Detect bad SQL in CI tests
Background:
We have, like many groups, regular issues with poorly performing SQL entering production. The reason this is hard to prevent is that a lot of ActiveRecord's power comes from its compositional style. But that makes it difficult to audit new code without knowing every call site and the context at that call site. On top of that many ActiveRecord methods such as includes
and preload
can cause interesting combinations of SQL to be used making even finding all the call sites difficult.
Our rspec tests already aim to exercise all these call sites meaning all the SQL we need to be concerned with should already be in the Rails logs and could be in the Postgres logs whenever the rspec tests are run. Some simple post-processing of those logs would allow any new SQL to be highlighted and explain plans to be reported.
Proposal 1 -- gather and post-analyze SQL from CI jobs:
We could leverage CI to gather a list of all SQL run during tests by simply enabling postgres logging of all queries in our CI tests and include those postgres logs as artifacts. If we enable CSV logs they'll be much easier to post-process than the Rails logs and we can be more certain that they include all SQL exactly as it's actually being executed.

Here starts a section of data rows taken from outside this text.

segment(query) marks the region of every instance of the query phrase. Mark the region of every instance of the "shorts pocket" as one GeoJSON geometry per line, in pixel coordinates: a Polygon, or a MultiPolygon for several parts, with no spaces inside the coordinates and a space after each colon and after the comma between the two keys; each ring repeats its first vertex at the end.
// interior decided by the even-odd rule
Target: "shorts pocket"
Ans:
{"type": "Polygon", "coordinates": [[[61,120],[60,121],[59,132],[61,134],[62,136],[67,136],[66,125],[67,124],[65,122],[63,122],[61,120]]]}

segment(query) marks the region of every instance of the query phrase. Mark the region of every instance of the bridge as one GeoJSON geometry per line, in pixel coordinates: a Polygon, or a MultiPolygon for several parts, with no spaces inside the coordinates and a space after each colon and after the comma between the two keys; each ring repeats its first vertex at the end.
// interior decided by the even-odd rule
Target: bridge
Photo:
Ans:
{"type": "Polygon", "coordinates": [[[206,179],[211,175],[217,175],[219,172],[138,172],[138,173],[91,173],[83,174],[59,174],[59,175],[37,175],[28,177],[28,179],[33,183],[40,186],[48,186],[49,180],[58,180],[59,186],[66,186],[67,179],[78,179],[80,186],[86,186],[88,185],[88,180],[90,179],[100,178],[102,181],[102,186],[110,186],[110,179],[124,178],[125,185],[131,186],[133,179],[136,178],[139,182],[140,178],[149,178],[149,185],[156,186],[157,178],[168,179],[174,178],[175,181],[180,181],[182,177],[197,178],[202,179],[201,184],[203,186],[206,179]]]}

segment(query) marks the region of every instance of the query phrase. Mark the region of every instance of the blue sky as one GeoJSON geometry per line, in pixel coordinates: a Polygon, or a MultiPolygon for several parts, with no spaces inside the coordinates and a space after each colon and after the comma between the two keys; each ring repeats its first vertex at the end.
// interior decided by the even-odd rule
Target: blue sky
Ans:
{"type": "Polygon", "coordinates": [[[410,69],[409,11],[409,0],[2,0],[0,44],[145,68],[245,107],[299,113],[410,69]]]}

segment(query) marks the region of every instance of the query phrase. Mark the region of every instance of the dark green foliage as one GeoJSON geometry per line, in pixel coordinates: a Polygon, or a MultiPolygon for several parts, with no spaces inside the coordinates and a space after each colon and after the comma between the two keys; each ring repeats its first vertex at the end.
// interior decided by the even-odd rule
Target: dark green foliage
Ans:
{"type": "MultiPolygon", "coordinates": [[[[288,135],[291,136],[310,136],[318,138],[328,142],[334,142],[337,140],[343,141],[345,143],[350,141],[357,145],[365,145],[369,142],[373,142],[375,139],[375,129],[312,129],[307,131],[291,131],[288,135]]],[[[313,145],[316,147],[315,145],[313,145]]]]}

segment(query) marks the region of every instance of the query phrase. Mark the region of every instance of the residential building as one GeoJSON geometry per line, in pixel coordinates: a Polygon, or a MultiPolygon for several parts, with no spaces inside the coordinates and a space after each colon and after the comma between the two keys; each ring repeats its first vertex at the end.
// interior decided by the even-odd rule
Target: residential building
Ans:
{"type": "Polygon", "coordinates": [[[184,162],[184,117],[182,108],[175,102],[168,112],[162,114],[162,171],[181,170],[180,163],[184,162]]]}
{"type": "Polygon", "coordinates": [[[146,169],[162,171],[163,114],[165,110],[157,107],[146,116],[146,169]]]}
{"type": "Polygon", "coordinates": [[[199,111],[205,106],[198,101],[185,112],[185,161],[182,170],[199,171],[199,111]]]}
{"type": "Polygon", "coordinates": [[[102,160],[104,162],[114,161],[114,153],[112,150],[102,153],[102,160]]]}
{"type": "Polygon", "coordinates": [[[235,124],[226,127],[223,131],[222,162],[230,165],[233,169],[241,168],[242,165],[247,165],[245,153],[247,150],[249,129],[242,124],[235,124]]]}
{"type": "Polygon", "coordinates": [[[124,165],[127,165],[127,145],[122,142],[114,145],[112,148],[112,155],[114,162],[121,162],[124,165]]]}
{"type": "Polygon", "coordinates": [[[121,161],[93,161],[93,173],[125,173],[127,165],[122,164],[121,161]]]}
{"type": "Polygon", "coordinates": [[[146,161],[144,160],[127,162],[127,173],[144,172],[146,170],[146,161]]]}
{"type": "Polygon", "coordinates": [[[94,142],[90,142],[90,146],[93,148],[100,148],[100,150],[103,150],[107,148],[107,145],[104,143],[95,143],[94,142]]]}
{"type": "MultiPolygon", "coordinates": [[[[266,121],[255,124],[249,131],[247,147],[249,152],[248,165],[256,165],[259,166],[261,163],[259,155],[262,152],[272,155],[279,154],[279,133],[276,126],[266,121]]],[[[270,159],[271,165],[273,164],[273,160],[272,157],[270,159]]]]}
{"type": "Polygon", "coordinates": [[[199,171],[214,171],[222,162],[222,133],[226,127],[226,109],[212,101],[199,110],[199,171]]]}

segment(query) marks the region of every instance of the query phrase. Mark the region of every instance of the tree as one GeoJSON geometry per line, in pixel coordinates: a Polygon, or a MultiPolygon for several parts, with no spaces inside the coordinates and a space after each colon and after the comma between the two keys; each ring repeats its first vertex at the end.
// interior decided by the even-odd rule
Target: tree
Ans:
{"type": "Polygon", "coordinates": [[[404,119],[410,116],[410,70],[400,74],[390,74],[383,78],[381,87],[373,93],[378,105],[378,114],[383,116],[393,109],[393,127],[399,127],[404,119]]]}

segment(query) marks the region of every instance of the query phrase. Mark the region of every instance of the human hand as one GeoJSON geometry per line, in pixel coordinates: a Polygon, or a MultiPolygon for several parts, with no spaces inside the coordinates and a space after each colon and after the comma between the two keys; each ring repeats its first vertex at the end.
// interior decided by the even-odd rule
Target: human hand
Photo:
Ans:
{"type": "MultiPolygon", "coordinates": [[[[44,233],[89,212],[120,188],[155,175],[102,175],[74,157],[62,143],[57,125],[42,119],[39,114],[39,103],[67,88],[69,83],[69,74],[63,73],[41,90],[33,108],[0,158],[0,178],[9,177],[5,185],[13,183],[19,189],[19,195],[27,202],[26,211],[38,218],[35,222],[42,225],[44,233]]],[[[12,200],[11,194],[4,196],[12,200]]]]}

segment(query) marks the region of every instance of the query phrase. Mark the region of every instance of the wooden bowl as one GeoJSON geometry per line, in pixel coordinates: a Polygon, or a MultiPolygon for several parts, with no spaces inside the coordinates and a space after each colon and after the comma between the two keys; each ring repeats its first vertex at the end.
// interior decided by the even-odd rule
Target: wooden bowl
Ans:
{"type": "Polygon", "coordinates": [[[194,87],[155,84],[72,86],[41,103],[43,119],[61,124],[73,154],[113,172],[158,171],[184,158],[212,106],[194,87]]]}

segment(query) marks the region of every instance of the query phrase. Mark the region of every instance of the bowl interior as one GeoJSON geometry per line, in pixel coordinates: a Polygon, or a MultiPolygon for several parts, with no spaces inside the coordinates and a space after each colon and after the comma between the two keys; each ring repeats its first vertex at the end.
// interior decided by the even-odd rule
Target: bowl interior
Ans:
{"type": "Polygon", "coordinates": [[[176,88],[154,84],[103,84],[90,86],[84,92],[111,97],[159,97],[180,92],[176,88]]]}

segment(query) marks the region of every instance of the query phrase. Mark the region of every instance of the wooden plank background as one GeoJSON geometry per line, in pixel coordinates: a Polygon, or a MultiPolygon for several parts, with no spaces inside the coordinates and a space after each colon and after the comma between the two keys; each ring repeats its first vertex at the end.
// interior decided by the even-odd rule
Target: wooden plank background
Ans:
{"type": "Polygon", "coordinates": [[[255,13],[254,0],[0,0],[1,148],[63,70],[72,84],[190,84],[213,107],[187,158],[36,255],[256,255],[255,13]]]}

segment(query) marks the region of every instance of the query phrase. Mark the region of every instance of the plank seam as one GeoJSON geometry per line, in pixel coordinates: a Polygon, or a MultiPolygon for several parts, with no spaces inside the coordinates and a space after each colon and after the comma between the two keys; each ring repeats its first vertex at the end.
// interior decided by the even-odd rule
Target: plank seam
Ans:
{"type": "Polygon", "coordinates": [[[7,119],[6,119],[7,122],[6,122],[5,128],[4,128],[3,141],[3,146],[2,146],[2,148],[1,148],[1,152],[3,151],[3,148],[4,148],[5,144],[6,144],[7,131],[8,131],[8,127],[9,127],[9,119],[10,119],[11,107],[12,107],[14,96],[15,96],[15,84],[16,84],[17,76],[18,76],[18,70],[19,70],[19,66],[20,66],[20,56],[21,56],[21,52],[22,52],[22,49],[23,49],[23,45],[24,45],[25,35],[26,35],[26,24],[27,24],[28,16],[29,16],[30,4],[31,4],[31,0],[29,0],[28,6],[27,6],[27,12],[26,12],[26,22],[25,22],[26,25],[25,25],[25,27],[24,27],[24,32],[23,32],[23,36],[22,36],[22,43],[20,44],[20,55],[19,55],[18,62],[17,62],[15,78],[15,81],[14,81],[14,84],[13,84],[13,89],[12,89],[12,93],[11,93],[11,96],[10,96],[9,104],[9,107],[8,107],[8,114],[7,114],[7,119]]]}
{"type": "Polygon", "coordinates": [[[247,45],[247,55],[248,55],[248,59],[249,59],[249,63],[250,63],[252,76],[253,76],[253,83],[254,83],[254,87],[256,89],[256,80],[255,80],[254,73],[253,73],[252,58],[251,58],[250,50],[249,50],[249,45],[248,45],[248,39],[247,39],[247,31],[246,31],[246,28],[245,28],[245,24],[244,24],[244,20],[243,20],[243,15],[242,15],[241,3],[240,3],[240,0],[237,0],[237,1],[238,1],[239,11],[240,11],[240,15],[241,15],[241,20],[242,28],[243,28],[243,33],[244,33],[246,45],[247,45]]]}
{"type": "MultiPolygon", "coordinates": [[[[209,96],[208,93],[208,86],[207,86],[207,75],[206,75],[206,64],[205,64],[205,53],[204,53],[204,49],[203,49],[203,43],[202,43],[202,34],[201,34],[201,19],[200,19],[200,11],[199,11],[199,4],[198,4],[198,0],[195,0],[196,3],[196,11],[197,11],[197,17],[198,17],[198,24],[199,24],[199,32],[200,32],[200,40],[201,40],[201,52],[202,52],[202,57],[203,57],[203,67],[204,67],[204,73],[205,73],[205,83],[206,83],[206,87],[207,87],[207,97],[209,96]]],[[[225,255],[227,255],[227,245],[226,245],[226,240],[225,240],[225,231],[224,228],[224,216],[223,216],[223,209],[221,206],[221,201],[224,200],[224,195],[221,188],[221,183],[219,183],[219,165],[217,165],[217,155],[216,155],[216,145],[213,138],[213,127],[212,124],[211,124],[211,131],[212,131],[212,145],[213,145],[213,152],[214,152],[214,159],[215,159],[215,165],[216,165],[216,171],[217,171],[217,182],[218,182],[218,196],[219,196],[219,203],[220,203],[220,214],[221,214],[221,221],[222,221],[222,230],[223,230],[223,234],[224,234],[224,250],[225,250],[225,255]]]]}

Then we can provide a tool which downloads the sql log artifacts from two pipelines and reports on any new sql in the newer one. That seems fairly doable with the infrastructure we have today and would already provide a big boost to our ability to reliably audit any new sql in an MR.
Directions for future work:
-
When we have a mechanism to provide explain plans to developers from production we can even have that tool call out to that service directly and provide explain plans for the new sql. (There are some security issues to take care of to make this safe but they should be manageable.)
-
We could have a fairly simple set of policies about the explain plans (no sequential scans except on whitelisted tables, no index scans without index conds except on partial indexes, cost estimates larger than X, no sorts of estimated cardinality larger than Y, etc).
-
We could have a CI job which does all this automatically -- though I'm not sure how easily the inception-like examining of artifacts from earlier jobs would be...
Proposal 2 -- check and apply policies to SQL as they're run during tests
When running tests we can try to set up an environment which forces Postgres to generate plans similar to production, then detect plans that don't meet our policy goals and throw an error as soon as they're executed.
Pros:
- This would throw the errors close to the bad code rather than only after the full tests are run
- It would not be affected by superficial changes such as changing a column name which do not affect the plans
- It wouldn't increase the burden of reviewers
Cons:
- It wouldn't provide any visibility to new queries unless they triggered the heuristics
- It may be hard to create realistic plans in the test environment which may lead to false positives
- It may be hard to write effective heuristics
Implementation Details
To actually evaluate the policy it would be necessary to either have the Rails driver run explain
on every query and inspect the plan, or implement a Postgres extension which inspects the plan and throws a database error if it violates the policy.
An example policy would be:
- Run with
enable_seqscan=off
- If any sequential scans remain in the plan (except for whitelisted small tables such as
application_settings
) fail - If any index scans are in the plan which lack an
Index Cond
then fail (except for partial indexes) - If the total estimated cost is larger than X then fail
This would be a simple enough heuristic to implement in C in a Postgres extension or in Rails by examining the explain plan. More complex heuristics might be easier one way or the other.